Commercial flights are operating from Riyadh, Jeddah, and Dammam as of March 9, 2026. Saudi airspace remains open, though Saudia has cancelled routes to several neighbouring countries including Kuwait, Bahrain, Doha, and Abu Dhabi until at least March 10. International routes to Europe, Asia, and beyond continue to operate with some delays and cancellations.
How many flights have been cancelled because of the Iran war?
More than 27,000 flights have been cancelled across seven major Gulf airports since the conflict began on February 28, 2026, according to Flightradar24 and Bloomberg data. Dubai International Airport alone has seen over 11,000 cancellations. The disruption has stranded more than one million passengers worldwide.
Is Dubai airport open?
Dubai International Airport is operating at approximately 60 percent of normal capacity as of March 9. Emirates has restored 106 daily return flights to 83 destinations and expects to return to full network operations “within the coming days,” subject to airspace availability. However, numerous international carriers have suspended their Dubai routes entirely.

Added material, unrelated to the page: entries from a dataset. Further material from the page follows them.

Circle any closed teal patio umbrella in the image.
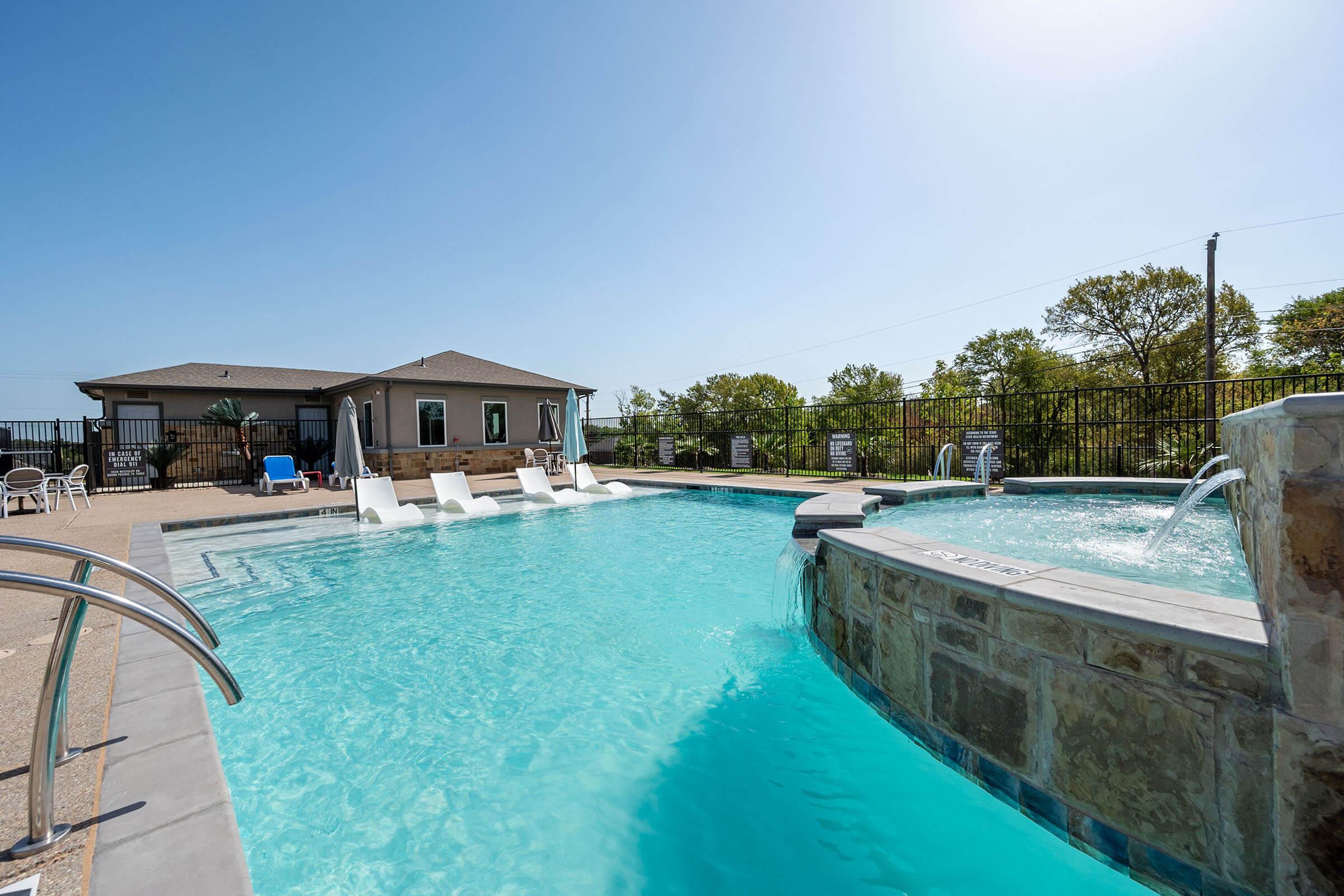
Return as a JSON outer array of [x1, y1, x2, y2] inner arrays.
[[561, 390, 587, 488]]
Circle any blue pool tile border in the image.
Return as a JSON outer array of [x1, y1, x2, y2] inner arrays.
[[808, 627, 1254, 896]]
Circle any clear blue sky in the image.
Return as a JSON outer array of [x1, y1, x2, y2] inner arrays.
[[0, 0, 1344, 419]]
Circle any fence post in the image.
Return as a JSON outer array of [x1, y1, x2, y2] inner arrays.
[[695, 411, 704, 470], [900, 395, 910, 479], [1074, 385, 1083, 475]]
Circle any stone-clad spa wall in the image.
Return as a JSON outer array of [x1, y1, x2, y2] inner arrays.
[[812, 529, 1277, 895], [1223, 392, 1344, 893]]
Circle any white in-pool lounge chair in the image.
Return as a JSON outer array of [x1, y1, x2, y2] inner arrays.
[[259, 454, 308, 502], [574, 464, 633, 494], [514, 466, 587, 504], [429, 473, 500, 515], [355, 475, 424, 522]]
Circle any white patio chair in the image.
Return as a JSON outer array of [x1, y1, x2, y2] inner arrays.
[[574, 464, 634, 494], [47, 464, 93, 511], [355, 475, 424, 522], [0, 466, 51, 517], [515, 466, 589, 504], [429, 473, 500, 515]]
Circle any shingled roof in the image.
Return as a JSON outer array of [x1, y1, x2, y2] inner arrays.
[[75, 352, 592, 392], [370, 352, 592, 392], [75, 363, 364, 392]]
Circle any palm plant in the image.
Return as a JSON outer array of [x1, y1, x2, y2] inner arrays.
[[200, 398, 256, 461], [755, 432, 789, 470], [145, 439, 191, 489], [1138, 438, 1215, 478]]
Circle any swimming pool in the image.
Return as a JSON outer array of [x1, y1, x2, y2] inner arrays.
[[167, 492, 1149, 896], [868, 494, 1257, 600]]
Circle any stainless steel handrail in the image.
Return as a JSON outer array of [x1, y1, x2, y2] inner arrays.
[[0, 535, 219, 766], [0, 535, 219, 649], [0, 570, 243, 858]]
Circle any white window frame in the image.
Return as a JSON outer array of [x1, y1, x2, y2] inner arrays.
[[416, 398, 447, 447], [536, 398, 564, 438], [481, 398, 508, 446]]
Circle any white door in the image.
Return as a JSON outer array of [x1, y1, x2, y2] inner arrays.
[[114, 404, 162, 485]]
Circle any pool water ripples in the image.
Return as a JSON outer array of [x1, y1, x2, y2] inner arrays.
[[168, 492, 1146, 896], [868, 494, 1256, 600]]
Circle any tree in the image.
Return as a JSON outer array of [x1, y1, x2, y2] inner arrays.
[[953, 326, 1070, 392], [1046, 265, 1204, 383], [1152, 283, 1259, 383], [1251, 287, 1344, 375], [920, 361, 976, 398], [660, 374, 802, 414], [813, 364, 904, 404], [615, 383, 655, 417]]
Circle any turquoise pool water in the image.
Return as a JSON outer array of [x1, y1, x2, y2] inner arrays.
[[169, 492, 1149, 896], [868, 494, 1256, 600]]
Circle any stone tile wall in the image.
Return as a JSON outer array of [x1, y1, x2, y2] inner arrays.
[[1223, 392, 1344, 893], [812, 539, 1277, 896]]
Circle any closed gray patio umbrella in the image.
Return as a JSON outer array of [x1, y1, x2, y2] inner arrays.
[[332, 395, 364, 481]]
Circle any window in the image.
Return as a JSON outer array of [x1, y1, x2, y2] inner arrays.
[[416, 398, 447, 447], [536, 399, 562, 441], [481, 402, 508, 445]]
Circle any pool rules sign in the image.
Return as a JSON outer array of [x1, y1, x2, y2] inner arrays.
[[730, 435, 752, 469], [961, 430, 1004, 479], [827, 432, 859, 473], [102, 447, 149, 478]]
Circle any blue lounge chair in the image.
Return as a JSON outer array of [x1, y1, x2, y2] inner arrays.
[[261, 454, 308, 494]]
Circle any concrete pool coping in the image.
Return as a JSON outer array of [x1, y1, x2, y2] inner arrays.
[[87, 475, 828, 896], [87, 522, 253, 896], [794, 477, 1269, 662]]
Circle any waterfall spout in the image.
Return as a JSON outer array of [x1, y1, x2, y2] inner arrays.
[[976, 444, 995, 494], [1176, 454, 1231, 506], [1144, 468, 1246, 560], [770, 539, 817, 630], [933, 442, 957, 479]]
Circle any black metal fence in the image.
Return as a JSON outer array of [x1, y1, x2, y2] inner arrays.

What is the US travel advisory level for Saudi Arabia?
The US State Department has set Saudi Arabia at Level 3 (“Reconsider Travel”) due to risks from Iranian drone and missile attacks. On March 8, the Department ordered non-emergency US government employees and their families to leave Saudi Arabia. The US Embassy has issued multiple shelter-in-place directives for remaining personnel.
When will Gulf flights return to normal?
No firm timeline exists. Emirates has projected a return to full capacity “within days,” but this depends on the conflict trajectory. AirHelp and other aviation experts have warned that disruptions could last months, factoring in insurance cost increases, crew scheduling chaos, and the time required to reposition stranded aircraft across the global network.